Bug 46899 - compiler optimization
Summary: compiler optimization
Status: RESOLVED INVALID
Alias: None
Product: gcc
Classification: Unclassified
Component: c (show other bugs)
Version: 4.4.5
: P3 minor
Target Milestone: ---
Assignee: Not yet assigned to anyone
URL:
Keywords:
Depends on:
Blocks:
 
Reported: 2010-12-12 00:35 UTC by Eskil Steenberg
Modified: 2010-12-13 14:09 UTC (History)
0 users

See Also:
Host:
Target:
Build:
Known to work:
Known to fail:
Last reconfirmed:


Attachments

Note You need to log in before you can comment on or make changes to this bug.
Description Eskil Steenberg 2010-12-12 00:35:47 UTC
This keeps bothering me because I really think there is something wrong with the gcc compiler. Its a bit of a corner case but still.

Lets consider the following code:

void my_func(short a)
{
	unsigned int b;

	b = (unsigned int)a;

	if(b == 70000)
	{
	/* something */
	}
}

Now my question is, will the "something" code ever run. So lets have a look at the line:

b = (unsigned int)a;

In no implementation that I am aware of will a 16bit short converted to an unsigned int ever produce the value 70000. However, reading the spec it says:

An example of undefined behavior is the behavior on integer overflow.

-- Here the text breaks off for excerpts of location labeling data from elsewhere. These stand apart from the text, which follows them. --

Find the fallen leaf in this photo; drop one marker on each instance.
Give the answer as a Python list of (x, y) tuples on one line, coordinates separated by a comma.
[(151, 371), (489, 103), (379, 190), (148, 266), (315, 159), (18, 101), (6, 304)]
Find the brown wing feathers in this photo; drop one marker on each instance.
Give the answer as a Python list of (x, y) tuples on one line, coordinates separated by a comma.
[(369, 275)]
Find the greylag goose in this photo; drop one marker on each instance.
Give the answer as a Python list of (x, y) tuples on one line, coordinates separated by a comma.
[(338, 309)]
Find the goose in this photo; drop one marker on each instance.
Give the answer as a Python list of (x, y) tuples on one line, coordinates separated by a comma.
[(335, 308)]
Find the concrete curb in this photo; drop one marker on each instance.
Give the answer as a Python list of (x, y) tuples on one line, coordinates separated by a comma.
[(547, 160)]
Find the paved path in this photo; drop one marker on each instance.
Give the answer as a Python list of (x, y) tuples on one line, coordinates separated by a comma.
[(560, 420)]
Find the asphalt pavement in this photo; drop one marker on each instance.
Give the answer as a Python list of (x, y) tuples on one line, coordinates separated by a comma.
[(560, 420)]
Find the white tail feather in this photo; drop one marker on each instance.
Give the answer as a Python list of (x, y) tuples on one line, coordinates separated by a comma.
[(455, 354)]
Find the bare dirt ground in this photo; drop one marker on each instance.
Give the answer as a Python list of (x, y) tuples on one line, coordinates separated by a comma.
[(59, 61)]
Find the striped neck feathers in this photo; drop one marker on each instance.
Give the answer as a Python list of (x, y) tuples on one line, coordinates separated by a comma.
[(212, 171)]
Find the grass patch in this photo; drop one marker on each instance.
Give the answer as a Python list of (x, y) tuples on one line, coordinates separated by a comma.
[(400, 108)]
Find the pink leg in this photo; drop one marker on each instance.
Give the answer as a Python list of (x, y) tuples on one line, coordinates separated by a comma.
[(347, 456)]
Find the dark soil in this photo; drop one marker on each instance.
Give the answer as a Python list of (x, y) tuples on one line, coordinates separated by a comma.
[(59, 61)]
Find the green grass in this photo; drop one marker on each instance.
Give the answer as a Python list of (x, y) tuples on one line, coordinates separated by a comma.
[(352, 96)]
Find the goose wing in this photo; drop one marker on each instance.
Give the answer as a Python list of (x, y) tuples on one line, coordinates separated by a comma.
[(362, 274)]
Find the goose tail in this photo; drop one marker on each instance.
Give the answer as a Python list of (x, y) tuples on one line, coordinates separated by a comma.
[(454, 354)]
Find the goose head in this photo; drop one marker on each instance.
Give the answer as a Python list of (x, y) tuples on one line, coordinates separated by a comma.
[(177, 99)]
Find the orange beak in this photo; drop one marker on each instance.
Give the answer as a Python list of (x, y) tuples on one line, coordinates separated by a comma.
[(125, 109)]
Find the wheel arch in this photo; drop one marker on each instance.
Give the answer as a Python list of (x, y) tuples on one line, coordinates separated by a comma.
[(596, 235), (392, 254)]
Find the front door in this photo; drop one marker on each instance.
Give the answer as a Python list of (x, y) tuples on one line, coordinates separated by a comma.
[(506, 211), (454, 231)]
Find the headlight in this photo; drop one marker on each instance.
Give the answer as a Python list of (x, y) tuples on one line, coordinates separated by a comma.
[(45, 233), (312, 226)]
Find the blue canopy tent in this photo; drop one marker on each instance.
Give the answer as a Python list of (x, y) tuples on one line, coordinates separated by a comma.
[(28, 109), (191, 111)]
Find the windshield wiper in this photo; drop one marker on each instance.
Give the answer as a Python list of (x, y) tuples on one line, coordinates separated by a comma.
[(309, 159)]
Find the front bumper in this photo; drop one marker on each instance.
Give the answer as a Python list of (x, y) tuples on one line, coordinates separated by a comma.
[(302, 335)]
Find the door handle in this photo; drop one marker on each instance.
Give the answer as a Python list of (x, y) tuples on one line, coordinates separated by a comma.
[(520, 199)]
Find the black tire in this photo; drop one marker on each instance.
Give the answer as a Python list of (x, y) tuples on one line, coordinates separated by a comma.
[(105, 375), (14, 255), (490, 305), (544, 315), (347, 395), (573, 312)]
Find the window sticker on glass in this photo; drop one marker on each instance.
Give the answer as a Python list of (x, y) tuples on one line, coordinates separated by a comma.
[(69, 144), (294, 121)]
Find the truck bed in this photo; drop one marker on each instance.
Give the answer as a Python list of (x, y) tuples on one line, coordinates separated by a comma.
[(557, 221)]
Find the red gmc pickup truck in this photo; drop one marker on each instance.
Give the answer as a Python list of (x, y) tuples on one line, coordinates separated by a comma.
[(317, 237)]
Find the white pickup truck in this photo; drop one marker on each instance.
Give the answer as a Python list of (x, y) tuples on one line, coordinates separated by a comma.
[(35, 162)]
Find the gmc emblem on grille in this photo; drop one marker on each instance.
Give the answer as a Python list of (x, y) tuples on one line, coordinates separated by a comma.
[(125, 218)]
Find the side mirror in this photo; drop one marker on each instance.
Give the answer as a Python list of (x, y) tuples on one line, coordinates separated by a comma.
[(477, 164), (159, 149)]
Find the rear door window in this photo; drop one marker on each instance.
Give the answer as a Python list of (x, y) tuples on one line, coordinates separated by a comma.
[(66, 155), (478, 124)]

So in theory it could give b the value of 70000, on a particular (although imaginary) implementation. So according to the spec, the answer is yes.

So if the compiler wants to optimize this code it has two options: Assume b can be anything (and keep the if statement), or determine the behavior of the particular implementation of overflow on the target hardware, and conclude that it could NEVER yield the number 70000. It could then optimize away the if statement.

Gcc however makes the assumption, that b will be in the range of zero and max short, disregarding if this is true on the hardware. An assumption neither the spec, or most hardware implementations backs up.

This doesnt matter if the number is 70000 (because we dont have that weird hardware), but if it is 4294967294, it will, since most hardware will wrap the overflowing integer.

This causes problems since users (like me) can read out the value of b, see that it matched what ever I'm comparing it to, and yet it doesnt trigger the branch. 

Regards 

E
Comment 1 Andrew Pinski 2010-12-12 01:54:16 UTC
There is no integer overflow in the code provided at all.
Comment 2 Andrew Pinski 2010-12-12 01:55:56 UTC
(In reply to comment #1)
> There is no integer overflow in the code provided at all.
Even if there was, the standard says the behavior is undefined which means anything can happen.
Comment 3 Eskil Steenberg 2010-12-12 09:09:54 UTC
Hi

> (In reply to comment #1)
>> There is no integer overflow in the code provided at all.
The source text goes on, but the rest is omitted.